Sri Aurobindo
The Mother
to Prithwi Singh
Correspondence (1933-1967)
28 August 1945
Prithwi Singh Mother
Ma douce M่re, [My sweet Mother.]
... Sisir has given me Sumitra's and Suprabha's1 monthly progress report for signature. I had supposed that this business of guardianship ceased with my coming here, but I am told that you particularly want it and the whole thing is initiated by you. If that is so, I shall certainly sign the report. But it seems to me that the School is tending to become rather too officious while the method of real teaching is still very fluidic. The grading of students leaves much to be desired, but perhaps I am treading on forbidden grounds. In any case this monthly system would entail too much useless work for you, and the report could be easily made quarterly.
I had to take that step because of the carelessness, laziness and indiscipline of the children refusing to do their tasks and to obey their teachers. It is unfortunate for I would have liked to avoid all these common place measures.
... Sweet Mother, Thou who fillest the infinite spaces with a little of Thy presence, yet holdest Thyself in a tiny little body so that Thy children may know Thee and worship Thee, Thou who standest transcendent beyond the worlds and yet art so near to us in a holocaust of love, to Thee I offer my pranams with bended knees. May I learn to surrender to Thee all my demands in a complete submission of the being so that Thy will alone triumphs.
Thy child
Prithwi Singh
P.S. I should confess to you that I felt sad at the use of the atomic bomb.2 It was too heartless. I should frankly like to know from you, Mother, whether this feeling was right or wrong for it was a regret felt for the action of the Allies, for those who had stood so gallantly against the barbaric onslaught of the Germans, those who had been on the side of the Divine even though maybe not consciously. And it was also mixed with a feeling of sympathy for the Japanese in spite of all their savagery and dark treachery for which this swift retribution has overtaken them.

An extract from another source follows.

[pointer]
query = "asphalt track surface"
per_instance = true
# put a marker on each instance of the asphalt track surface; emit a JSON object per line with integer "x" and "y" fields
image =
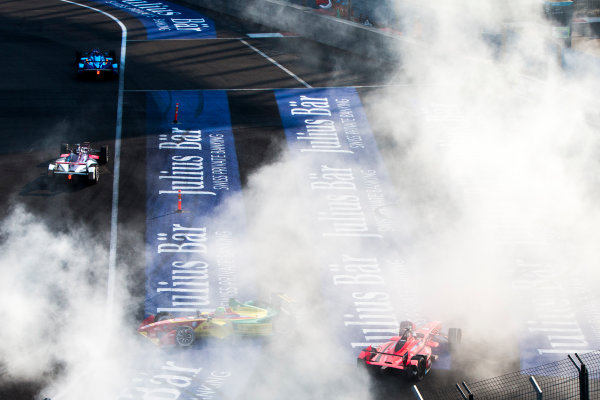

The atomic bomb is in itself the most wonderful achievement and the sign of a growing power of man over the material Nature. But what is to be regretted is that this material progress and mastery is not the result of and keeping on with a spiritual progress and mastery which alone has the power to contradict and counteract the terrible danger coming from these discoveries. We cannot and must not stop progress but we must achieve it in an equilibrium between the inside and the outside.
My love and blessings
Mother
28 August 1945
1 Prithwi Singh's last two children.
2 At Hiroshima and Nagasaki a few weeks earlier.